Qui, après sa recherche et son immersion dans le monde tzigane et son histoire d’amour avec Sabina, la femme libre qu’interprète Rona Hartner, finit par détruire toutes ces cassettes enregistrées auxquelles il tenait tant.

T. G.: Dans tous mes films sur les Gitans, il y a pratiquement la même fin, une fin dans laquelle surgit une vérité forte qui est ma façon de dire:  » ça n’existe pas qu’au cinéma. Ce n’est pas léger. Cette histoire qu’on vous a racontée, elle existe. » A la fin des Princes, les Tziganes, chassés de leur HLM de banlieue, reprennent la route comme au Moyen Age. Dans Latcho Drom, après avoir parcouru des milliers de kilomètres à travers des routes, des gens, des peuples tziganes mêlés, des tziganes se retrouvent, en Espagne, devant un mur. Cette fois, je casse le rêve gitan qui était la route. Gadjo Dilo est l’aboutissement des autres films, c’est pour cela qu’il y a cette liberté d’expression, ces choses jetées, ces idées données, très réelles parce que j’ai tourné avec des non-comédiens et, là aussi, je dis à la fin que ce n’est pas du cinéma, qu’il ne faut pas oublier que nous sommes dans une réalité douloureuse. Et lorsque Stéphane brise et enterre les cassettes, c’est ma façon de dire  » nous qui sommes des artistes, qui voulons être purs, nous faisons du commerce sans même le vouloir parce que c’est comme ça qu’est la société « . Je m’intéresse, en ce moment, à Solitude, une chanson de Léo Ferré mais les droits coûtent cent mille francs. C’est un non-sens par rapport à la bataille que Ferré a menée toute sa vie, avec ses tripes, par rapport à ce que le texte dit.

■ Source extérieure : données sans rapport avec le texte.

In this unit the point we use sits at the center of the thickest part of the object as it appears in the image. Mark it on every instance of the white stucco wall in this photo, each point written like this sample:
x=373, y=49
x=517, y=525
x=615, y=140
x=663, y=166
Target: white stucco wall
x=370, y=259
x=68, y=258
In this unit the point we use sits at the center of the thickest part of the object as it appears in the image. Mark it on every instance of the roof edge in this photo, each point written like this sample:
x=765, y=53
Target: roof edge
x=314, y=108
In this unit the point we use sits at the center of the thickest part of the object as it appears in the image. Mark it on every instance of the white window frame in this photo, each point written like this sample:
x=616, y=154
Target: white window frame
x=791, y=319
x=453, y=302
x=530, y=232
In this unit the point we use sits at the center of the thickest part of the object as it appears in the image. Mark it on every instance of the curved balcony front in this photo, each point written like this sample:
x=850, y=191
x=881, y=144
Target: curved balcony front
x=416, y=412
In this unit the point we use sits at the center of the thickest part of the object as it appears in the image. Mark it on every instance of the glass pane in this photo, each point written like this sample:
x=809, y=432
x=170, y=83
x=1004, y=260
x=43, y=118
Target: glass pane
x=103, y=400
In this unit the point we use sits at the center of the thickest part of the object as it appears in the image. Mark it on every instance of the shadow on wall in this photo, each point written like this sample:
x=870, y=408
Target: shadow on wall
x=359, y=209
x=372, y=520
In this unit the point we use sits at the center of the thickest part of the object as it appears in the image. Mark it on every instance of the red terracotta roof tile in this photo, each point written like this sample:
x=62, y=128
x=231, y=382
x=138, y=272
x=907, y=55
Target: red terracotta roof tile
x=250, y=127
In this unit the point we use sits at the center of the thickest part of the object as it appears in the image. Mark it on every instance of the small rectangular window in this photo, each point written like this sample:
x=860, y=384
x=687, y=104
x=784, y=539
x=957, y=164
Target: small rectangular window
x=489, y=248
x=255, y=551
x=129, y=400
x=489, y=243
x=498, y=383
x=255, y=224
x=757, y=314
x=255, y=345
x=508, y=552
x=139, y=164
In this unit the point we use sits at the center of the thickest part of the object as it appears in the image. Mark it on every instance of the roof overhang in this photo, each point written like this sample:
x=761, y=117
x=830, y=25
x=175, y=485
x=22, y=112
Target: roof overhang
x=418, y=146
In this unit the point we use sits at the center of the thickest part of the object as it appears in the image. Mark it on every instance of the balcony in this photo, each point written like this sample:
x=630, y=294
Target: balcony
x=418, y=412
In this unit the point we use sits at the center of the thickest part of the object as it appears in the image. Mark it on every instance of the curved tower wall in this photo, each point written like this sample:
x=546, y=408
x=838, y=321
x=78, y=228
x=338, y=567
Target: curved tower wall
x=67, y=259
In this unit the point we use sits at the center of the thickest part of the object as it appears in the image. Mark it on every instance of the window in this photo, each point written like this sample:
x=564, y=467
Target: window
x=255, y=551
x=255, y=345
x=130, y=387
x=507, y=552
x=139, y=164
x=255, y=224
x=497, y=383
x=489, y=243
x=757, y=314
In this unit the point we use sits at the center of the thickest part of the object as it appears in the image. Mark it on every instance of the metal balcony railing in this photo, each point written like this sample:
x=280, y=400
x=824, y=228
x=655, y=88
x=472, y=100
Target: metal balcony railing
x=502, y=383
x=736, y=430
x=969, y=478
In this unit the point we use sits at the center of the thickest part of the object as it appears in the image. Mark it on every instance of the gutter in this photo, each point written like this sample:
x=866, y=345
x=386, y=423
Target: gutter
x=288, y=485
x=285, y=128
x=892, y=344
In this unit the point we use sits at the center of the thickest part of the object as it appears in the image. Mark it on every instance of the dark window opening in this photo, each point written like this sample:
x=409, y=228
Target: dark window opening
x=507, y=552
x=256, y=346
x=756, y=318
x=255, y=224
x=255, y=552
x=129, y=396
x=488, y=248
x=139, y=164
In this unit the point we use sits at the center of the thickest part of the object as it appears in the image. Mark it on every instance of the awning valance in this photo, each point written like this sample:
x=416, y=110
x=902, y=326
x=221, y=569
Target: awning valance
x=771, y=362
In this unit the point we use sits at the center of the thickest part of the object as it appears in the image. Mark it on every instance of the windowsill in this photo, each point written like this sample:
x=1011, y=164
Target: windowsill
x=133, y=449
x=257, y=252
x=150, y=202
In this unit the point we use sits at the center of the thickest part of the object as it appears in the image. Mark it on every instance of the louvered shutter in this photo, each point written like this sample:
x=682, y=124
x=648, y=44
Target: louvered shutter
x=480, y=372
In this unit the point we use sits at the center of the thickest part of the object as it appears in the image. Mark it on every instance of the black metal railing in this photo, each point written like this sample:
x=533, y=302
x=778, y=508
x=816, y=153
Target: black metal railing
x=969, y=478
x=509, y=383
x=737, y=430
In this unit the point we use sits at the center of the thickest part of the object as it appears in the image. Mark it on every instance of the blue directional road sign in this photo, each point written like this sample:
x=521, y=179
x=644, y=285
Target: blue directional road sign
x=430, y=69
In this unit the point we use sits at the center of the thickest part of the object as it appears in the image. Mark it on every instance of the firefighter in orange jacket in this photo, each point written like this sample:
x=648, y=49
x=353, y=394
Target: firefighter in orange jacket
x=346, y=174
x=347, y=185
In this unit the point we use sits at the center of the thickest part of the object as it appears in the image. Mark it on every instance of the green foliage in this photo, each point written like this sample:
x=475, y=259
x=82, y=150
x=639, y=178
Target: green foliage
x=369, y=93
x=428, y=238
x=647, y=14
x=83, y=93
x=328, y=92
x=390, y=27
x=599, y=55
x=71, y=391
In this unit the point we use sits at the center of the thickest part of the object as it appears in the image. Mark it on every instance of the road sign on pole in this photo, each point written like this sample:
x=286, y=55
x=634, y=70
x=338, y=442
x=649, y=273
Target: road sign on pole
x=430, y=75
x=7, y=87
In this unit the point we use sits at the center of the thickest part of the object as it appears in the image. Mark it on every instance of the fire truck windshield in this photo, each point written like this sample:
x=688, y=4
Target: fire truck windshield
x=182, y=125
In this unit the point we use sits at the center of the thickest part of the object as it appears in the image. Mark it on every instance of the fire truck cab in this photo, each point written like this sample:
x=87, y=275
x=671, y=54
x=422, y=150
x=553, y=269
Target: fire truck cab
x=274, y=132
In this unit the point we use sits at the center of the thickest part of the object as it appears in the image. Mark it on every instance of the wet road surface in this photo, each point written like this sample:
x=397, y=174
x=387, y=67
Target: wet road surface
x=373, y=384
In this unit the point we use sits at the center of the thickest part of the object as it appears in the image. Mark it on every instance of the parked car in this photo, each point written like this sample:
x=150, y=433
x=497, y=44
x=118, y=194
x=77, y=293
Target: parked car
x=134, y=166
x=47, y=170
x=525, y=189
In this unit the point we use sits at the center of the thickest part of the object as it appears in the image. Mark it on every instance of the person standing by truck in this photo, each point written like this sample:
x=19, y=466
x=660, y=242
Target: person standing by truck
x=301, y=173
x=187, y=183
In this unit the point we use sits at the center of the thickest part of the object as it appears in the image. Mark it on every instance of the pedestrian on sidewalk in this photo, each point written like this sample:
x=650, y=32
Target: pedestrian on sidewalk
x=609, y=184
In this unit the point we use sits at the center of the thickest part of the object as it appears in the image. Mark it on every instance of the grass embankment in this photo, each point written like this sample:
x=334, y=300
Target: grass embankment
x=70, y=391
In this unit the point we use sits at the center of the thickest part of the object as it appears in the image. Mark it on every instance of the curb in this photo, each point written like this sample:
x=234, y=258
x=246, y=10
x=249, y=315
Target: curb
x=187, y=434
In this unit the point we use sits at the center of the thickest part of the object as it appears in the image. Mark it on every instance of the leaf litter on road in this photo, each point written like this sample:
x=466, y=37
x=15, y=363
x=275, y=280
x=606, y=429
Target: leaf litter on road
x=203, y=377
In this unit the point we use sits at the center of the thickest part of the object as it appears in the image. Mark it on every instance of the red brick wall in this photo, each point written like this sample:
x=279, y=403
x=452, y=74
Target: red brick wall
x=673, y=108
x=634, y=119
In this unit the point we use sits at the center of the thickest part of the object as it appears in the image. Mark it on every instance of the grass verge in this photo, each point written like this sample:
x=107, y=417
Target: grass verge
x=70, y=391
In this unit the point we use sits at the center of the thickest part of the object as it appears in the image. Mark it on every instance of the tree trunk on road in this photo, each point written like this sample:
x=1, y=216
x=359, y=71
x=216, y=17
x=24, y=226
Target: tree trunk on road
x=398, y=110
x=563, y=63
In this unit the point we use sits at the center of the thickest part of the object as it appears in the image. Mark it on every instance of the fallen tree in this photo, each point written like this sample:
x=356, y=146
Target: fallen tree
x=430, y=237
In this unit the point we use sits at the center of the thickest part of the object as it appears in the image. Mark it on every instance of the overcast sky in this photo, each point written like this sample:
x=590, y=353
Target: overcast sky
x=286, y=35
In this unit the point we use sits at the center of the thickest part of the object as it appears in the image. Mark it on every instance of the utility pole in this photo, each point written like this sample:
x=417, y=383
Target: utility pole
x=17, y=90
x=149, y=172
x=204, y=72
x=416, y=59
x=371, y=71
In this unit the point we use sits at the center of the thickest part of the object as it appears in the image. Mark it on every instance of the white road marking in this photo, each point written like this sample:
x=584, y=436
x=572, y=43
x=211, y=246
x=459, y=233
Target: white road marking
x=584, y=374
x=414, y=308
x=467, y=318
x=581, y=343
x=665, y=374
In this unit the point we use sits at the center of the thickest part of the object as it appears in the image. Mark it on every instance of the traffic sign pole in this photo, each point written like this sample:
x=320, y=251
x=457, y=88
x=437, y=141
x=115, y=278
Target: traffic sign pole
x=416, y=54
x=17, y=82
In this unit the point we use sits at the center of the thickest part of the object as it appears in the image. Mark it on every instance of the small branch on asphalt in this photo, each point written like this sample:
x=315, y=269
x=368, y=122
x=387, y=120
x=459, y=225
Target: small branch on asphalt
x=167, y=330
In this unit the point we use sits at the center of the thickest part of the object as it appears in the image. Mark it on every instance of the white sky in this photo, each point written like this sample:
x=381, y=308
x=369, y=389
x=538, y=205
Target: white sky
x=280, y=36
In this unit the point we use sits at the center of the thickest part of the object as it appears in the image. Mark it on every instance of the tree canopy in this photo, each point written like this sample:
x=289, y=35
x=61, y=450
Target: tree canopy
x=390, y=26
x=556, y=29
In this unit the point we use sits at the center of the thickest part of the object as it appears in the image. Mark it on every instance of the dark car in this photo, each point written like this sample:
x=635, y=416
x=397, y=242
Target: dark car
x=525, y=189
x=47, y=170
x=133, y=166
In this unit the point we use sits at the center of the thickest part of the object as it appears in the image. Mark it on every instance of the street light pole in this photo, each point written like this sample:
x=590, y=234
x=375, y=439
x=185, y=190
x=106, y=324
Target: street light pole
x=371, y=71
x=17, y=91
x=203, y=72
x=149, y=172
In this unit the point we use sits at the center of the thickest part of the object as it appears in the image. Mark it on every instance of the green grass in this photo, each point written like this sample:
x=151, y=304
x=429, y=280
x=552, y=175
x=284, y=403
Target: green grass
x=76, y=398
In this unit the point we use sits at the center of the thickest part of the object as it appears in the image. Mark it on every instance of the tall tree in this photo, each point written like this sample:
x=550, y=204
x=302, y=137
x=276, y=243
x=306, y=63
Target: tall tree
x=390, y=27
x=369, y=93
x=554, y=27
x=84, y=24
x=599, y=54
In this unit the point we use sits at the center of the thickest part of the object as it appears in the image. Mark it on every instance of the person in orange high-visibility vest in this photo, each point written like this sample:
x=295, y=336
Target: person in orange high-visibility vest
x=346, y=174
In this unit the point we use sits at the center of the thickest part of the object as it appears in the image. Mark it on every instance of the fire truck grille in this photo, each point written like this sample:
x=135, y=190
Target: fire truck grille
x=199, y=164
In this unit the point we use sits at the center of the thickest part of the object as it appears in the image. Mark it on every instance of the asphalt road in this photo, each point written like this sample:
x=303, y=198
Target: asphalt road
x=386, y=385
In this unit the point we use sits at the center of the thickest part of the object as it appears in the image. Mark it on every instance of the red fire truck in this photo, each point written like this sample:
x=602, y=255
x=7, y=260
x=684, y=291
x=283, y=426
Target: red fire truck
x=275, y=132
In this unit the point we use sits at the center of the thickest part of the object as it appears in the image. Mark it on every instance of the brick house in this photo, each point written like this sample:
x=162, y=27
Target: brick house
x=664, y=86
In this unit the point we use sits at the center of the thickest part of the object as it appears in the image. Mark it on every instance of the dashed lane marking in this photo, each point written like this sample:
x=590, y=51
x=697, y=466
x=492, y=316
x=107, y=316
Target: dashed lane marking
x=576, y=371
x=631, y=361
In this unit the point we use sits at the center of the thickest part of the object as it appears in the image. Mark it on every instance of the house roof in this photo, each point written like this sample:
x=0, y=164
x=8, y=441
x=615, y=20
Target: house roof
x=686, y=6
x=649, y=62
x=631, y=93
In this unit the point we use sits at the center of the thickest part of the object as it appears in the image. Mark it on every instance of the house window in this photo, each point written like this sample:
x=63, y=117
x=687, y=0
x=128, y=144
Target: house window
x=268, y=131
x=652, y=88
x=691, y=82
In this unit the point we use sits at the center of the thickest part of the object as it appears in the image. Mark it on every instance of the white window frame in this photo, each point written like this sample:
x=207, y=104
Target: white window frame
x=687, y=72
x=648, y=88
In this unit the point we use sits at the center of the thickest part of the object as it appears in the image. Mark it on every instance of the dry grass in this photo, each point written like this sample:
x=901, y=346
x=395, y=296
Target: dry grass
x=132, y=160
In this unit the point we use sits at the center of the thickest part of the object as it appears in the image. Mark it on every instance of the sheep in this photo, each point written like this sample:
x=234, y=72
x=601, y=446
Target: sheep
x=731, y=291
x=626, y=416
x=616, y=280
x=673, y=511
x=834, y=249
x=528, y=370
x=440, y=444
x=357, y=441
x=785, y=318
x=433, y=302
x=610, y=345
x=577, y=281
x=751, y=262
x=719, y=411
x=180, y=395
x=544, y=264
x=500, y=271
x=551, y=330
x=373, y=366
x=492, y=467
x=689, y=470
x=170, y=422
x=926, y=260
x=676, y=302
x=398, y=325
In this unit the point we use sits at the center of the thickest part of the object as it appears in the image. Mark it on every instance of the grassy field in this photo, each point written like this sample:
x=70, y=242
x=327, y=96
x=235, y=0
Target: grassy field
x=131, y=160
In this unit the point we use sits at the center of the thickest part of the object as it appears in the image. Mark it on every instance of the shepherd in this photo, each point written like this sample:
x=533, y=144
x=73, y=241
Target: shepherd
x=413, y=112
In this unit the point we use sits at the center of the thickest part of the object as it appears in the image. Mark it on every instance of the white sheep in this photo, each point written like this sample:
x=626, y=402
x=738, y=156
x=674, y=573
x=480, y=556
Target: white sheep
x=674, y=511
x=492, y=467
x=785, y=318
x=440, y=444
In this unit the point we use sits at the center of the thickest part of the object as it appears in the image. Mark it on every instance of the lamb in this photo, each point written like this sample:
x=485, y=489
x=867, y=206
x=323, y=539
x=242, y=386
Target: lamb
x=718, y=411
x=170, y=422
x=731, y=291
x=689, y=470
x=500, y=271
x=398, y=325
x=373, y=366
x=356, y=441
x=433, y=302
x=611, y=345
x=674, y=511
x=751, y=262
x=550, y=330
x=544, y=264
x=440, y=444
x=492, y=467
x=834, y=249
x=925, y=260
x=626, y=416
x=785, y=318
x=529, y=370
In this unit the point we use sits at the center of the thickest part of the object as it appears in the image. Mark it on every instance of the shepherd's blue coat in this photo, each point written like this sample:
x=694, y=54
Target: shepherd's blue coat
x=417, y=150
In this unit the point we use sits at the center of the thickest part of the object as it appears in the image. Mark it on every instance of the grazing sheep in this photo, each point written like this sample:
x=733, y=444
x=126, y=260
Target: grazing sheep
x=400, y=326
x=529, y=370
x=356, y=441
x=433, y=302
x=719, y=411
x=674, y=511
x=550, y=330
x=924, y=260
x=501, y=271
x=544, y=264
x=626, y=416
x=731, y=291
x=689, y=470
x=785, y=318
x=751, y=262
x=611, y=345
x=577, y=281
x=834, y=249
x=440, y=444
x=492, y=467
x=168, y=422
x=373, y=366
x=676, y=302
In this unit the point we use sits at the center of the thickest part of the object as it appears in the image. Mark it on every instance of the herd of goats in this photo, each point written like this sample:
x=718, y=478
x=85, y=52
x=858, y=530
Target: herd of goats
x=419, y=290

Vous êtes un artiste qui s’exprime aussi par la musique, l’écriture…

T. G.: J’aime beaucoup la musique et je la travaille, depuis les Princes. Mais je ne me considère pas comme musicien. Je fais de la musique uniquement pour servir mes films. Ce qui me passionne, c’est le cinéma. C’est comme l’écriture: je pourrais écrire un livre, collaborer à un journal, mais l’écriture ne m’intéresse que parce que j’écris des images. Et c’est pareil pour le dessin: je dessine très bien, mais personne ne le sait car ce sont mes plans, mes décors que je dessine. Le seul métier qui me plaît, c’est le cinéma parce qu’il met tout ça ensemble.

Vous avez commencé par être acteur. Pourquoi avez-vous cessé ?

T. G.: J’ai cessé d’être acteur parce que j’ai cessé d’aimer mon image, d’être nombrilique par rapport à mon image, et je me suis mis à écrire. Maintenant je suis dans l’ombre, je fais mes films, discrètement presque, car ce sont les films qui, véritablement, me passionnent.

Vous tournez un nouveau film que vous montez en parallèle. S’agit-il toujours des Tziganes ?

T. G.: Il y a en France – et en Europe aussi – des gens qui connaissent une vie aussi dure que les Tziganes, ceux qui sont dans la rue, pas seulement les SDF qui n’ont rien mais aussi ceux qui touchent le RMI. Qu’est-ce que c’est le RMI ? Un petit pansement de rien du tout. Il y a des priorités. Je pense qu’il se prépare des choses très graves qui risquent de survenir, comme le mouvement de La Commune, des laissés-pour-compte, des chômeurs beaucoup plus nombreux qu’on ne le dit, de la jeunesse des cités. C’est de cette jeunesse dont je veux parler dans ce film, du non-conformisme.

Vous avez vous-même eu une jeunesse difficile, vous vous reconnaissez dans la jeunesse d’aujourd’hui ?

T. G.: Elle connaît une situation beaucoup plus grave. Moi, je voulais cambrioler l’argent du monde, il en avait, puis, quand je suis devenu acteur, je voulais construire le monde, j’avais ma vie devant moi qui était un espoir. C’est quoi, aujourd’hui, l’espoir d’un jeune de dix-neuf ans qui habite une cité ou à côté d’une décharge ou d’un bidonville ? Il n’a rien.n

1. Gadjo Dilo sort sur les écrans le 8 avril.